Recovering Telomere-to-Telomere Contigs#

You need Verkko version > 0.1.12 for this tutorial

After building the Verkko assembly, we can check how many contigs have telomeres at both ends to determine if the assembly is truly T2T (telomere-to-telomere). Ideally, most contigs should have telomeres, but don’t worry if some do not.

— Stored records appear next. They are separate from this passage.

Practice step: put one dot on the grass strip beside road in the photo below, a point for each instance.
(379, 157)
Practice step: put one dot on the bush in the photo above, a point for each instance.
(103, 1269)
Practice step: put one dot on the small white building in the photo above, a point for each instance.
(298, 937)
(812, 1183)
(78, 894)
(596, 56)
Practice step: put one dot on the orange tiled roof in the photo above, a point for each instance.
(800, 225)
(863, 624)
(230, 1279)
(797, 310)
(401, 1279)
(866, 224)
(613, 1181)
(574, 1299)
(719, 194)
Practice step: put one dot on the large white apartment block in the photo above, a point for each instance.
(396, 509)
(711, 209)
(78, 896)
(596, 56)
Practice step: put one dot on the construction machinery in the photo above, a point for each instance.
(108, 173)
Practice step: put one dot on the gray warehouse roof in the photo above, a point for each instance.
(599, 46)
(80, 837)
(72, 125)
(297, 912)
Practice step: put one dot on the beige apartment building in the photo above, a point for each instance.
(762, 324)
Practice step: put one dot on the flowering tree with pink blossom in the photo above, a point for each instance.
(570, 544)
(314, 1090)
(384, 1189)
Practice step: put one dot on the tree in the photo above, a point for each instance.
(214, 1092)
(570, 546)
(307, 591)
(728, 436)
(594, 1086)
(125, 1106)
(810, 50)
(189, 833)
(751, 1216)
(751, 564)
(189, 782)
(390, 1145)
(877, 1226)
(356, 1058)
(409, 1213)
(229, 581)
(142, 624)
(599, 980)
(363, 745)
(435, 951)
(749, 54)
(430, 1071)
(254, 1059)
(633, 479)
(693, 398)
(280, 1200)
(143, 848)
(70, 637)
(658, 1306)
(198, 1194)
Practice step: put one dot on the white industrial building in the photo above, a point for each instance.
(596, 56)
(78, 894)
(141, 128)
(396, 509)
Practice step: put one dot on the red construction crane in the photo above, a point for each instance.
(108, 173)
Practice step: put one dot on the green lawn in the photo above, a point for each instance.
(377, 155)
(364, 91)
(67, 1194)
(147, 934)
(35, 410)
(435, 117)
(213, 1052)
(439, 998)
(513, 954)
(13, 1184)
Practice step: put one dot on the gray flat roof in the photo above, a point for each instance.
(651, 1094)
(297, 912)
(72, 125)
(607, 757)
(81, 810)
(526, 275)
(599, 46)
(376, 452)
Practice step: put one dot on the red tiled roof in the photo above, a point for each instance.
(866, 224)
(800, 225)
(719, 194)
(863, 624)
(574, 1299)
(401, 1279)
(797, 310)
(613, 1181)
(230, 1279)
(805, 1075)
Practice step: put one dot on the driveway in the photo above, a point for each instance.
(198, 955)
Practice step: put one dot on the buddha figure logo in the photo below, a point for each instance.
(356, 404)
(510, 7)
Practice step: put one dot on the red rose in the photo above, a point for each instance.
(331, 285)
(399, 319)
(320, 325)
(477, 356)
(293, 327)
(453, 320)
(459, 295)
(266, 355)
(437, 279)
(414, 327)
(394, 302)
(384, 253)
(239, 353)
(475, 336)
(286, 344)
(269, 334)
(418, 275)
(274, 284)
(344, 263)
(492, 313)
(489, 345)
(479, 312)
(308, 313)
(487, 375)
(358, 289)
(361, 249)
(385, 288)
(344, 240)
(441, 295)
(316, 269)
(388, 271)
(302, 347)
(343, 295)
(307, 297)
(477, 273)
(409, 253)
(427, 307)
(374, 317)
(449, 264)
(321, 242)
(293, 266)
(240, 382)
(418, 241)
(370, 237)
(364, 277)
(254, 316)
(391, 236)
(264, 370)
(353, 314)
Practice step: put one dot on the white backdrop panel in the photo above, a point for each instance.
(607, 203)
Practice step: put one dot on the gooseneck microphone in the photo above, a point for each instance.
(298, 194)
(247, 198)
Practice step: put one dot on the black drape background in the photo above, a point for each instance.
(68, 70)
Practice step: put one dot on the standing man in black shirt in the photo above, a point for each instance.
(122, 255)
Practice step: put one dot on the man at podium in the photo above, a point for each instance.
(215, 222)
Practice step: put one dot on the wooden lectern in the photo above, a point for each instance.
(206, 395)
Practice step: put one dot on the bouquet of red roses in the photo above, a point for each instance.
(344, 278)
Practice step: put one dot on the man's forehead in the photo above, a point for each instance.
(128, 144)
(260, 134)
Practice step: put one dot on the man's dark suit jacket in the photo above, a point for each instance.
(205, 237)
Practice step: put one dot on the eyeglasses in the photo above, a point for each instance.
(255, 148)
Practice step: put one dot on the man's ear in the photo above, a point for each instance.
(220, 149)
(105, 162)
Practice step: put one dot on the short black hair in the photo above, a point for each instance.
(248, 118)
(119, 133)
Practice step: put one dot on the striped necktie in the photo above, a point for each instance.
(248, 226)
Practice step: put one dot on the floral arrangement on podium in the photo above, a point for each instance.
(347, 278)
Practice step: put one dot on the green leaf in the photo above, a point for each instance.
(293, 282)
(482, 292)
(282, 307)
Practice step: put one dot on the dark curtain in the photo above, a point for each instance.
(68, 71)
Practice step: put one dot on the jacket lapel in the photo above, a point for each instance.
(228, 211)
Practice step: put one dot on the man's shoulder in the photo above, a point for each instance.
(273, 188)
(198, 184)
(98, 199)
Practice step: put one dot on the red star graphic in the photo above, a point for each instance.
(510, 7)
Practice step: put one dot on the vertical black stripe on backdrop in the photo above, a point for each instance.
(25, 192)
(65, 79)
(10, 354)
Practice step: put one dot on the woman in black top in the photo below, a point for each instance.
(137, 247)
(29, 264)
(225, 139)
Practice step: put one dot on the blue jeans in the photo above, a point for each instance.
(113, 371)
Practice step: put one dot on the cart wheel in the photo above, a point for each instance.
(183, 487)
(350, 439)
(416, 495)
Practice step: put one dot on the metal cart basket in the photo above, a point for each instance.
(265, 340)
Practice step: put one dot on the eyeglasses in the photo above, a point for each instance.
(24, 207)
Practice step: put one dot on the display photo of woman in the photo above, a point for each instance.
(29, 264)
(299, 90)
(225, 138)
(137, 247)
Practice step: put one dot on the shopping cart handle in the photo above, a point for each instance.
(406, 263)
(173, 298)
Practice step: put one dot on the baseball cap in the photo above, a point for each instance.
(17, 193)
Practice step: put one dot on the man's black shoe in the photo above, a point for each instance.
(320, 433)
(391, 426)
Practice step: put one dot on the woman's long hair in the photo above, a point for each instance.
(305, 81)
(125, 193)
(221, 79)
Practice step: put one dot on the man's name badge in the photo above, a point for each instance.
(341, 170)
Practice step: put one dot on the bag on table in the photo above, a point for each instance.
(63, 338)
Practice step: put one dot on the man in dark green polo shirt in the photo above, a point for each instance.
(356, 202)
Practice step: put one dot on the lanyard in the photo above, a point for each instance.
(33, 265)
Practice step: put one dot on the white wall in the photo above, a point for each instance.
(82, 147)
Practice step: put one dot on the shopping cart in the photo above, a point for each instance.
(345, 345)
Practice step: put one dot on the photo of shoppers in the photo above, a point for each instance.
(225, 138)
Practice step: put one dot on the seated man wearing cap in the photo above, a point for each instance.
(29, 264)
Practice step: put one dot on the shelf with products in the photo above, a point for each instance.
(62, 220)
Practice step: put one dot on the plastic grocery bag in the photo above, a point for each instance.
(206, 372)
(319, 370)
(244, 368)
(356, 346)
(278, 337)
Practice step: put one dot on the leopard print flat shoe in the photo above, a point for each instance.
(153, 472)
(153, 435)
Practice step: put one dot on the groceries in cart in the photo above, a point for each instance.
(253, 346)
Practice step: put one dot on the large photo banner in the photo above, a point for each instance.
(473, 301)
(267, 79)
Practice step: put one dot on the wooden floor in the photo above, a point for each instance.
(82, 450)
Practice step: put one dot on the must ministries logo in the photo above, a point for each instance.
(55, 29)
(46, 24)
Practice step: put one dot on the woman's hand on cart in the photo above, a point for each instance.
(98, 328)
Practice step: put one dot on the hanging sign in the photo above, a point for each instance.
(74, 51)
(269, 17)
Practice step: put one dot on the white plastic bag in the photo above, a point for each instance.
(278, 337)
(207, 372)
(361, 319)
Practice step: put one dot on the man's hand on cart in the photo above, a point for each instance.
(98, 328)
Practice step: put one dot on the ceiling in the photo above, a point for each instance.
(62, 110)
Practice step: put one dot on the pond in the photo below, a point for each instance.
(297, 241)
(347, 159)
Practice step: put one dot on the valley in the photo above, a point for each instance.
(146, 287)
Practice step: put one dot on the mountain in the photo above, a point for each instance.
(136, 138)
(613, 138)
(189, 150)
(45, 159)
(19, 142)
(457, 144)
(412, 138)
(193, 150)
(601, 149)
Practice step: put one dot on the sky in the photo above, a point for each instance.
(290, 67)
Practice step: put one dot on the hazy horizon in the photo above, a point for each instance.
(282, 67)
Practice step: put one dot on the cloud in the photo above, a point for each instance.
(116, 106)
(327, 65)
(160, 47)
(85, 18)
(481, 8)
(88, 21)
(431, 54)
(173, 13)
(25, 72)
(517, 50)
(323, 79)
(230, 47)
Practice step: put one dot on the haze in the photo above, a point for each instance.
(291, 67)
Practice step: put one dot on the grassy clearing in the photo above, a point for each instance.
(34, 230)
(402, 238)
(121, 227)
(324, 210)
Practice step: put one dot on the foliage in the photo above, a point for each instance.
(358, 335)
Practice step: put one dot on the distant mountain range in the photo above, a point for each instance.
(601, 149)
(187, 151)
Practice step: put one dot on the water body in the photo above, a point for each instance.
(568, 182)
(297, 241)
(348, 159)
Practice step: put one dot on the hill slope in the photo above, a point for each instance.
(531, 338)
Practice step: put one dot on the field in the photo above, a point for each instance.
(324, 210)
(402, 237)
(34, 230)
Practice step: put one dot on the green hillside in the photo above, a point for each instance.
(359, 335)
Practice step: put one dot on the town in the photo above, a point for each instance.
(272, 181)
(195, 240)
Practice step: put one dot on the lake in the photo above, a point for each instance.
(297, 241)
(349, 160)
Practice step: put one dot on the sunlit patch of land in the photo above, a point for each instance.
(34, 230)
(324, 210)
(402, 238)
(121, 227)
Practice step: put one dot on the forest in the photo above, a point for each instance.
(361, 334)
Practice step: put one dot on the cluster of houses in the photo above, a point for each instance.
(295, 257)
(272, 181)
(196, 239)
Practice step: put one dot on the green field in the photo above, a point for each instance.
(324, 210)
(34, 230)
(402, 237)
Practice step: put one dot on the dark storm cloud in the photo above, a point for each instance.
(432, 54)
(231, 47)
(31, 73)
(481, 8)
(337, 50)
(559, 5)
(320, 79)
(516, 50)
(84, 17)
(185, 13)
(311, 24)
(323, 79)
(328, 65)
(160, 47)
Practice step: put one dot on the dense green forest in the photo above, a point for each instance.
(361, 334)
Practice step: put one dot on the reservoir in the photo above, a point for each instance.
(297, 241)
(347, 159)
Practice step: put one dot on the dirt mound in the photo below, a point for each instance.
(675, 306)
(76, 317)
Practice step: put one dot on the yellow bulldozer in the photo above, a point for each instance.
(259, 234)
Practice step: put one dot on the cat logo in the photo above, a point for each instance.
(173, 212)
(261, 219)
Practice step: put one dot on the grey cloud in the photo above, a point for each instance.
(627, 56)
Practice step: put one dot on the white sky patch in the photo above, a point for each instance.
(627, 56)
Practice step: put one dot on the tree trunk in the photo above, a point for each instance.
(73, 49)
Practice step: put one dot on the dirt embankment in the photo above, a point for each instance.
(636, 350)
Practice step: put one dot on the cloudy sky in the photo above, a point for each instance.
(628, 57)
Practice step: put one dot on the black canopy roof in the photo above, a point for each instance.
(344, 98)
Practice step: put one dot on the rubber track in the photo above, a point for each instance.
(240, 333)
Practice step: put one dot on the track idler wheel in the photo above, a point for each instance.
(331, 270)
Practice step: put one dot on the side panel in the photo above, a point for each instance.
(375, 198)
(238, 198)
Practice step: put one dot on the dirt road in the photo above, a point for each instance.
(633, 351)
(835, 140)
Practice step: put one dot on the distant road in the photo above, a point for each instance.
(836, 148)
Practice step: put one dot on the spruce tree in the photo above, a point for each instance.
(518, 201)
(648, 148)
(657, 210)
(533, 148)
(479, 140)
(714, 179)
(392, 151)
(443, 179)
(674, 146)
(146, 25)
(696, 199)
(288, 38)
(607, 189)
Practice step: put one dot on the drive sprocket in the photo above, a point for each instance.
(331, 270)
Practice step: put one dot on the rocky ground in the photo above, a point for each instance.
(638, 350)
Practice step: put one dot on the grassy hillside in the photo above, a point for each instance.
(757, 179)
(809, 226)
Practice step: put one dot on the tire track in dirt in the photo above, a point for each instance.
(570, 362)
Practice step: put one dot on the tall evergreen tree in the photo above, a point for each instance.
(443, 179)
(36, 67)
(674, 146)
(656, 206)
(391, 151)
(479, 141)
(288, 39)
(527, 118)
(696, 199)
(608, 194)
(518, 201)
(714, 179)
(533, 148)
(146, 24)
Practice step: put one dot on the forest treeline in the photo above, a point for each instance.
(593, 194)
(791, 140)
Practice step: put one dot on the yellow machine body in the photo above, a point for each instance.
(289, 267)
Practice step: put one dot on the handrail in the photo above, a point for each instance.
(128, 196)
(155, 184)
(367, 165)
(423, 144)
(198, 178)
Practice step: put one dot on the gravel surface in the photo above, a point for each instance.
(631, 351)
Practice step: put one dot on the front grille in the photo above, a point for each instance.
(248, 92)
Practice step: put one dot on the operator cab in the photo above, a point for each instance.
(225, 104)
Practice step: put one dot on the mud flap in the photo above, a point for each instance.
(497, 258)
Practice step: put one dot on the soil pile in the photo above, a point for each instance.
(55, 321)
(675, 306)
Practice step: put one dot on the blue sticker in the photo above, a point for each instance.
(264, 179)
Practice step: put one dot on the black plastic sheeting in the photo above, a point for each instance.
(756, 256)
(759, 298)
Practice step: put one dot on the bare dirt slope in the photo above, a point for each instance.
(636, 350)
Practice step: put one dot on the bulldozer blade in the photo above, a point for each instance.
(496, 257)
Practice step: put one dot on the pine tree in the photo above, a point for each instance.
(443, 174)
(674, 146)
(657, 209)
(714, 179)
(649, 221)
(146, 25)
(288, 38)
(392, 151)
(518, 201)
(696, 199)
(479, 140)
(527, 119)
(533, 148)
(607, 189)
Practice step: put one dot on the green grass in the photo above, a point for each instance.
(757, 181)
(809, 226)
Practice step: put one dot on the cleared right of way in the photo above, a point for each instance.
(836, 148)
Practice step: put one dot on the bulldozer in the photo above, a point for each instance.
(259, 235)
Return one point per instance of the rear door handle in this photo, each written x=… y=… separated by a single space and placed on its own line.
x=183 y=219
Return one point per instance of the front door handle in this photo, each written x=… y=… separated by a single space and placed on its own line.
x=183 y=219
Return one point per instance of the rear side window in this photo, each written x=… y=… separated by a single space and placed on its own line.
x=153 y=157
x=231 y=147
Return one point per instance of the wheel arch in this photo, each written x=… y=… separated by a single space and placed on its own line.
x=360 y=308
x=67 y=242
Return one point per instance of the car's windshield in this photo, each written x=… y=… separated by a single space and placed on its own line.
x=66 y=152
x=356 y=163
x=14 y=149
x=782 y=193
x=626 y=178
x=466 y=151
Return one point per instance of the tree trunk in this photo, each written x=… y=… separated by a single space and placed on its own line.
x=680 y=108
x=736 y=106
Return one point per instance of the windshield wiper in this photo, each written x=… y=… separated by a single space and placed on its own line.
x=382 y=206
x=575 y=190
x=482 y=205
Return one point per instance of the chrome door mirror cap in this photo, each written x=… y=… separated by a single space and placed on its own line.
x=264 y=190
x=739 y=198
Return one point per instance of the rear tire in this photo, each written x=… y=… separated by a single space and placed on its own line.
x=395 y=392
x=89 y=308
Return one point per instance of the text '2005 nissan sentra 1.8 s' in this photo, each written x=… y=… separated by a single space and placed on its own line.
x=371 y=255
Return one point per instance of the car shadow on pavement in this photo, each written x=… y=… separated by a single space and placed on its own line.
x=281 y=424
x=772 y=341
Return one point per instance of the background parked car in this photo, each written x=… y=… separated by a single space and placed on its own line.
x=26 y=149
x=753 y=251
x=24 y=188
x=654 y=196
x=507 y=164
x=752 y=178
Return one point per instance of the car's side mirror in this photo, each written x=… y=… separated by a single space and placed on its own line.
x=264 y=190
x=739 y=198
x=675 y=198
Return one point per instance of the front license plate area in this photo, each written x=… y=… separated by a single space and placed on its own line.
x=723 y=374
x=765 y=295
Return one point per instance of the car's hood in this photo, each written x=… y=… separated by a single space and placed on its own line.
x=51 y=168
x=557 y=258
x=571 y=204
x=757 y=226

In this section, we introduce several cases where you can recover T2T contigs.

We will cover three different scenarios:

  • Case 1: A single contig was mistakenly split into two, but chromosome assignment information is available.

  • Case 2: A single contig was mistakenly split into two, but chromosome assignment information is missing for the shorter contig.

  • Case 3: Artificial sequences were added beyond the real telomere, preventing telomere detection at the ends.

image_path = os.path.dirname(vf.__file__) + "/data/test_giraffe/fig/missingTel.jpg"
display(Image(filename=image_path,width=1000))
%load_ext autoreload
%autoreload 2

import sys 
import importlib
import pandas as pd
import time
import os
from IPython.display import Image, display
pd.set_option('mode.chained_assignment', None)
import matplotlib.pyplot as plt
from itables import init_notebook_mode
init_notebook_mode(all_interactive=True)
import warnings
import session_info
# Suppress FutureWarnings
warnings.simplefilter(action='ignore', category=FutureWarning)

import sys
import tqdm
from importlib import reload
print(os.getcwd())
sys.path.append('/data/Phillippy/projects/giraffeT2T/assembly/script/verkko-fillet/src')
import verkkofillet as vf
vf = reload(vf)
/path/to/your/folder/script/test_notebooks/basics
verkko-fillet version:0.1.19
verkko-fillet version:0.1.19
verkkoDir = '/path/to/your/folder/verkko2.2_hifi-duplex_trio-hic/verkko-thic'
obj = vf.pp.read_Verkko(verkkoDir)
# print(obj.verkko_fillet_dir)
os.chdir(obj.verkko_fillet_dir)
The Verkko fillet target directory already exists: /path/to/your/folder/verkko2.2_hifi-duplex_trio-hic/verkko-thic_verkko_fillet
If you didn't mean this, please set another directory or for overwirting, please use force= True
Lock the original Verkko folder to prevent it from being modified.
[lock_original_folder] Command executed successfully!
change working directory: /path/to/your/folder/verkko2.2_hifi-duplex_trio-hic/verkko-thic_verkko_fillet
Path file loaded successfully.
scfmap file loaded successfully.
Reading assembly.homopolymer-compressed.noseq.gfa
Reading assembly.colors.csv
Node information is stored in obj.node
fileName = "/path/to/your/folder/verkko2.2_hifi-duplex_trio-hic/verkko-thic_verkko_fillet/verkko-fillet_gapfilled.230519.pkl"
obj = vf.pp.load_Verkko(fileName)
load verkko fllet obj from <- /path/to/your/folder/verkko2.2_hifi-duplex_trio-hic/verkko-thic_verkko_fillet/verkko-fillet_gapfilled.230519.pkl
obj = vf.pp.findGaps(obj)
45 gaps were found -> obj.gaps
map_file= "/path/to/your/folder/verkko2.2_hifi-duplex_trio-hic/verkko-thic_legacy/chromosome.map"
obj = vf.pp.readChr(obj, map_file, sire = "pat", dam = "mat")
The chromosome infomation was stored in obj.stats
vf.pl.contigPlot(obj,plot_height = 4 , plot_width = 2)
../../_images/a337c8d7d32b4aa4b83dd64c1e9a5531020a0737518b3290427ef1e1dfa1fb8e.png

Here, we have three contigs missing one of telomeres: chr11_mat, chr14_mat, and chr1_pat.

Finding broken contigs#

Using the vf.pp.detectBrokenContigs() function, you can identify chromosomes that have more than two contigs from the same haplotype. This indicates that Verkko generated two distinct contigs, each long enough to be assigned to a chromosome, even though they originally belonged to a single contig.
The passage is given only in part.